The legal blows aimed at U.S. companies will continue to arrive, he explained, because the European Court of Justice’s ruling in the Facebook case (known as Schrems) did not draw bright lines over what privacy rules would be acceptable, and which would not be. Instead, the court says the definition of should change in response to current events—an arrangement that could lead local data regulators to keep moving the goal posts over the definitions of data privacy.
McGeveran pointed out that national and even regional data regulators in Europe will continue to have the power to probe the manner in which U.S. companies deal with data.
“A lot of rhetoric says this takes us back to the status quo before the Schrems decision, which is a big mistake,” McGeveran said. “Now, you have many regulators who take different approaches – creating a situations where one or two especially active data regulators could undo this.”
McGeveran also pointed to a recent summit between the FTC and France’s top data regulator, where observers noted the Privacy Shield represents a solid start rather than a permanent solution. Further uncertainty comes in the form of a withering legal assessment by a top Eurocrat, who basically spat on the deal in May.
Espinel of the Business Software Alliance is more optimistic. She claims that the process of revisiting the Privacy Shield rules, which is a baked-in part of the EU-U.S pact, is actually a strength not a weakness because it will prevent a legal breakdown such as the one that befell the safe harbor.

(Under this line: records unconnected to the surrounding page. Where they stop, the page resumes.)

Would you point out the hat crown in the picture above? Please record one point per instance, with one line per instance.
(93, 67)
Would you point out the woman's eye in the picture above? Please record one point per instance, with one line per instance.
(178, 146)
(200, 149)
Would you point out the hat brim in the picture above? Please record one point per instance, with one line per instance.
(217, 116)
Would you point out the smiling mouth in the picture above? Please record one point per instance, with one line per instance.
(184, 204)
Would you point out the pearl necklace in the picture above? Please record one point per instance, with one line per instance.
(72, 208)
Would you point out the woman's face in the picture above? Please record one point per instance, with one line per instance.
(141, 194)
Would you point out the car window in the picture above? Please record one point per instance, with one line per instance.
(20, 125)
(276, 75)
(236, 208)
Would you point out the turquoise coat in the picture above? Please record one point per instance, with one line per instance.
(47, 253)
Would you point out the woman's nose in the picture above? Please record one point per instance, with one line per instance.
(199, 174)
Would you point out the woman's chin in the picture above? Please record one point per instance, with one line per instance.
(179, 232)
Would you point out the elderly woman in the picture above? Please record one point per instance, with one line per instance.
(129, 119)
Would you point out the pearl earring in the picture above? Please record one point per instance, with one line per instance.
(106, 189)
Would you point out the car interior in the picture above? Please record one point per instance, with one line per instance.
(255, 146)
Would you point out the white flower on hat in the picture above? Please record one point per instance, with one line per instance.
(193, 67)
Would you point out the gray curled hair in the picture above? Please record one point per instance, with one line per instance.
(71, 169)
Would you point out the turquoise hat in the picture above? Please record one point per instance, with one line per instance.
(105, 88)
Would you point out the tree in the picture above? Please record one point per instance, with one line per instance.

Meanwhile, everyone appears to agree the Privacy Shield will be subject to legal challenges that will ultimately be sorted out by the European Court of Justice. On this front, there may be cause for optimism since some lawyers are saying that, in the wake of Brexit and other political turbulence in Europe, the ECJ will be reluctant to issue rulings that upset the status quo.
Finally, there is the question of Britain and how it fits into the new Privacy Shield regime. For now, the country is still quietly participating in the European Commission process. But in coming days, it may have to negotiate its own arrangements with both the EU and U.S.